船用蝶阀液动执行器的设计及控制研究

发布时间：2018-10-18 17:26

【摘要】：船用蝶阀液动执行器作为阀门驱动器中众多类型的一种,是驱动蝶阀的主要部件,其结构特性、响应速度及控制鲁棒性直接影响蝶阀的使用性能。因此,船用蝶阀液动执行器的设计及控制研究,对于保证船舶安全性及可靠性具有重要意义。本文以船用蝶阀液动执行器为研究对象,将直驱式容积控制、联合仿真及模糊控制策略相结合,实现对船用蝶阀液动执行器的结构优化设计及控制响应特性研究,深入探讨了执行器的关键元件参数和智能控制策略对液压缸位移响应时间的影响,具体研究工作如下:首先,针对船用蝶阀液动执行器的特殊工况,设计了执行器的液压回路系统及机械结构,确定了控制方式;并对其中的关键部件,如液压缸、伺服电机与液压泵进行了选型及设计,对集成液压阀块与液压管路进行了相应的研究;开发了船用蝶阀液动执行器的虚拟样机,并试制了物理样机。

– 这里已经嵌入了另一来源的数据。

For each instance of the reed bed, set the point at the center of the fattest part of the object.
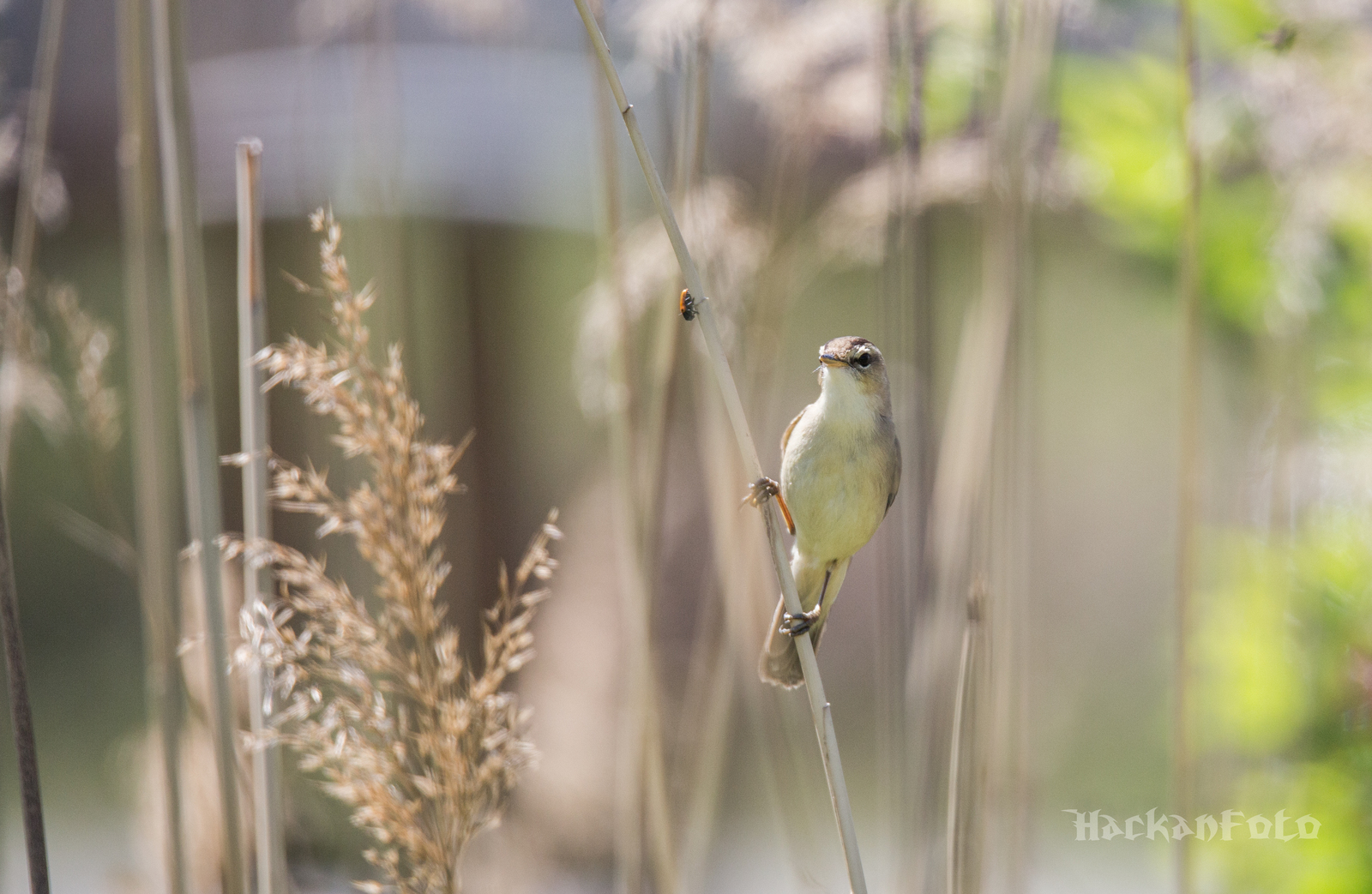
(422, 743)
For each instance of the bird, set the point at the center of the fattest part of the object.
(840, 472)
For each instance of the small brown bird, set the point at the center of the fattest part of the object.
(840, 472)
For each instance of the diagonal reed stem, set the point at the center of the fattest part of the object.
(199, 445)
(21, 715)
(257, 524)
(710, 329)
(155, 507)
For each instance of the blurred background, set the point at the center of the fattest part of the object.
(1150, 477)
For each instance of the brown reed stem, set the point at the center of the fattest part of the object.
(1188, 473)
(257, 523)
(153, 464)
(199, 445)
(978, 388)
(641, 786)
(21, 716)
(907, 315)
(965, 664)
(710, 329)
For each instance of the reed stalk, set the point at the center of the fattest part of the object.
(257, 523)
(199, 443)
(1188, 472)
(710, 329)
(153, 464)
(21, 716)
(641, 807)
(32, 162)
(955, 752)
(36, 136)
(907, 317)
(976, 395)
(21, 260)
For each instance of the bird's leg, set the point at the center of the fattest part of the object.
(763, 489)
(797, 624)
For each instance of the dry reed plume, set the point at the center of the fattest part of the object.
(422, 745)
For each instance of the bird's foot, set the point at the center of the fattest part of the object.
(797, 624)
(765, 489)
(761, 491)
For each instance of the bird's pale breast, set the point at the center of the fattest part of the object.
(836, 482)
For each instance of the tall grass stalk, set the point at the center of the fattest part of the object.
(907, 317)
(36, 136)
(641, 809)
(154, 465)
(32, 162)
(738, 568)
(21, 260)
(710, 329)
(1188, 472)
(257, 524)
(199, 445)
(976, 393)
(960, 722)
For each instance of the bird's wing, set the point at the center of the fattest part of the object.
(895, 473)
(785, 436)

其次,在AMESim中建立了船用蝶阀液动执行器的仿真模型,对系统中元件参数的设置及控制策略进行了探讨,得出了影响液压缸位移响应时间的关键要素;由仿真结果表明:伺服电机转速、油液弹性模量、液压管路及液压泵转动惯量对执行器的位移响应特性都有一定的影响,根据该结果对执行器的参数进行了相应的调整优化,并通过实验证实了优化方法的可行性与合理性。最后,在AMESimMATLAB/Simlink的联合仿真平台下,搭建了船用蝶阀液动执行器的控制系统,分别采用无PID控制、常规PID控制及模糊控制三种控制方法,在输入多种不同的控制信号下,通过联合仿真比较这三种控制方法的优缺点。仿真结果表明:模糊控制与另两种控制方法相比较,对液动执行器的液压缸响应更加迅速,并能及时修正在控制过程中产生的误差量,所以模糊控制方法具有更好的鲁棒性。本文研究的液动执行器的控制系统采用了模糊控制方法,实现了对系统的智能控制。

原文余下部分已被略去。